Granted, Cuba’s history is not that of the former East bloc, and its transition experience will be distinctly Cuban. I leave it up to the reader to divine Cuba’s most likely scenario, but my bet is on processes led by the Cuban armed forces evoking continuity disguised as change.

This is Cuba’s Gordian knot. If we posit that change will not come about as a result of some U.S. or international intervention (outside-in change), nor will it come about as a result of some bottom-up event as in the Arab Spring, then we are left with top-down change. That is, change that originates within the Cuban leadership.

But the Cuban leadership, as I said, distinctly lacks a democratic culture. The Cuban ruling class, moreover, has a built-in incentive to resist democratic reforms.
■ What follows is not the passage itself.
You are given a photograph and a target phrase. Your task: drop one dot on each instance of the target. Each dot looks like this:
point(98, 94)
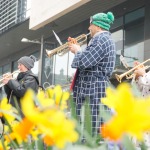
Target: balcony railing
point(12, 12)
In any genuine transition, the nomenklatura fears its institutional extinction and the disappearance or dilution of its privileges. All of this, I hasten to add, is not equivalent to forecasting that nothing will change in Cuba. There will be change, but a competitive, pluralistic democratic process appears very unlikely.

Economic reforms not anchored on individual political freedoms condemn Cuban society to live a provisional existence without a recognizable end. Living such a provisional existence wounds the human spirit and does not promote the development of democratic sociopolitical values. Freedom is not an extravagance that can wait until the arrival of prosperity.

Of course, the unpredictable—the chance that there could occur an improbable “black swan” event—is never to be ruled out. One such event could be a heretofore unknown Václav Havel or Boris Yeltsin emerging from the ranks of the Cuban military who is able to consolidate power as a true reformer. But at this juncture, it is hard to visualize a likely path to a liberal democracy, or how Cuba’s future may break out of its Gordian knot. This is Fidel Castro’s infamous legacy.